For it Toyota built an aluminium ‘bathtub’ monocoque racer which looked, understandably, like a McLaren M6B, and which featured a 320bhp all-alloy 3-litre V8. In fact, Toyota built five of them.

But Nissan had hardly been idle. Its brand-new R381s were bewinged Group 6 coupés which were supposed to be fitted with a self-built 6-litre V12. The latter unit was not ready in time, however, so 5-litre Chevys prepped by Dean Moon in Los Angeles were fitted instead. This move was indicative of Nissan’s pragmatic approach. Toyota, in contrast, was keener to do as much as possible, chassis and engine, in-house (or with its close ally Yamaha at least), whereas Nissan was happy to use a Lola platform as its base. Toyota steadfastly stated it was going motor racing to learn as much as to win. Which was a good job, because they bombed on their debut. The 7s struggled to keep up with Nissan’s old 2-litre R380s, never mind the R381s, and could do no better than eighth and ninth. There was to be no hiding behind the class win either: Nissan had finished 1-2-4-5-6.

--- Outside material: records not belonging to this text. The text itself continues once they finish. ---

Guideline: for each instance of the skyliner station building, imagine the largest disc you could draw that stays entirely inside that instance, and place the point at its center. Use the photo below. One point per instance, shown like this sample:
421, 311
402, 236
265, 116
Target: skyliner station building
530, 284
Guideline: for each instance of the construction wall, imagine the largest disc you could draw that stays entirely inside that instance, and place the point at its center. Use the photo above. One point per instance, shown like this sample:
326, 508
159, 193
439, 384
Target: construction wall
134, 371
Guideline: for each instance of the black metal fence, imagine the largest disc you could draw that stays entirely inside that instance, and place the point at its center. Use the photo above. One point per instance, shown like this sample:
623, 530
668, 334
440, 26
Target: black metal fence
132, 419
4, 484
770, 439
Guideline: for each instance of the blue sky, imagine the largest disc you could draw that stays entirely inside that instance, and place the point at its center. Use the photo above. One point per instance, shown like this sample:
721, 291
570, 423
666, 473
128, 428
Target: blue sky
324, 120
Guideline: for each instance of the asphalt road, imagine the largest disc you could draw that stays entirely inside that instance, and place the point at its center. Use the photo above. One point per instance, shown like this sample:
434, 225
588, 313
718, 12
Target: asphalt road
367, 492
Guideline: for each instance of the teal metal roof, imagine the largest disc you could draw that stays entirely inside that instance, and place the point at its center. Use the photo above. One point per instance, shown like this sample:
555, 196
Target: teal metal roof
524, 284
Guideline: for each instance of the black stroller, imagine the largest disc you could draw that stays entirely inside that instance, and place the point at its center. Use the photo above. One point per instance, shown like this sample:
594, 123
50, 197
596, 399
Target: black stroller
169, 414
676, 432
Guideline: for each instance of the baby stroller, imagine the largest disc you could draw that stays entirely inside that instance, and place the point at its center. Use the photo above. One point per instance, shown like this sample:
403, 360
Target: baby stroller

Hiroshi Fushida was Toyota’s ninth-placed driver that day: “The programme was well funded, but we had a lot of catching up to do. The first 7 had a reasonable chassis, but it did not have enough power. And it was quite tiring to drive — even allowing for the fact that all cars back then were quite difficult to drive.”

Matters improved during the rest of that Japanese season, with a brace of wins in 1000-kilometres races, but the real test was to be the World Challenge Cup at Fuji on November 23. This would see the arrival of 10 ‘true’ Can-Am machines. The dominant McLarens of Bruce McLaren and Denny Hulme were not among those scheduled to come, but the likes of Mark Donohue and Peter Revson would provide a good benchmark. And as it turned out, they were streets ahead, Revson winning, the best Toyota almost 10 laps adrift in fifth. There was a lot more to do.

The next evolution of the 7 appeared in mid-1969. With a more angular body hung off an aluminium spaceframe and a 5-litre V8 amidships, it was much more purposeful — but not without fault.

Fushida: “Now we had the power, but perhaps not the chassis.”

As it stood, however, 1969 was not a wipe-out — far from it. Fushida, with Yoshio Ohtsuba as his co-driver, won the Fuji 1000Km — the new car’s debut — but again the season was geared around the Japanese GP in October and the second `CanJapAm’ in November.

“We didn’t have a series, we had one-offs.” explains Fushida. “The Japanese GP was our World Cup Final. For a country that was relatively new to big-time racing, this event was then more important than Formula One or Le Mans.” Which is why it must have hurt so when Nissan, its open-cockpit R382 fitted with overdue V12 power, scored a 1-2.

Toyota, though, would have the last laugh. Once again 10 Can-Am regulars made the trip to Japan in November. Once again McLaren’s ‘orange crush’ was absent. But this time the locals won. Jack Oliver’s Ti22-Chevy had been quickest in qualifying, just ahead of Fushida in a Toyota-engined McLaren, and was leading the race when fuel feed problems kicked in. The win fell instead to the Toyota-7 of the impressive Minoru Kawai, ahead ofJohn Cannon’s Ford G7A. True, the opposition could have been stronger, but it was still a considerable achievement, and Toyota could look confidently towards its new, North American horizons — with newfangled turbo power.

Fushida: “The 1970 car [pictured] would have been the one. We spent a lot of time working on the chassis, making it stiffer, lengthening the wheelbase to make it more stable, altering the suspension geometry to make it easier to drive over long distances. I am sure it could have coped with the turbo engine.”

The new car was built and tested, but the fuel crisis — and Kawai’s death in testing — put an end to the project. And since then Toyota has taken a more measured approach to its expansion — and its motorsport involvement The last of its 7s is the physical embodiment of a sport carried away with itself: magnificient, but ultimately flawed. An increasingly commercial world demanded a more knowing approach. For instance, rumours of a Toyota F1 programme were flying about at the time of its Group 7 foray, yet it took 34 years for this to come to fruition. Still Toyota is building everything in-house. And still the speed is there. The difference is that now, confident of its place in the car industry, the hurry has gone.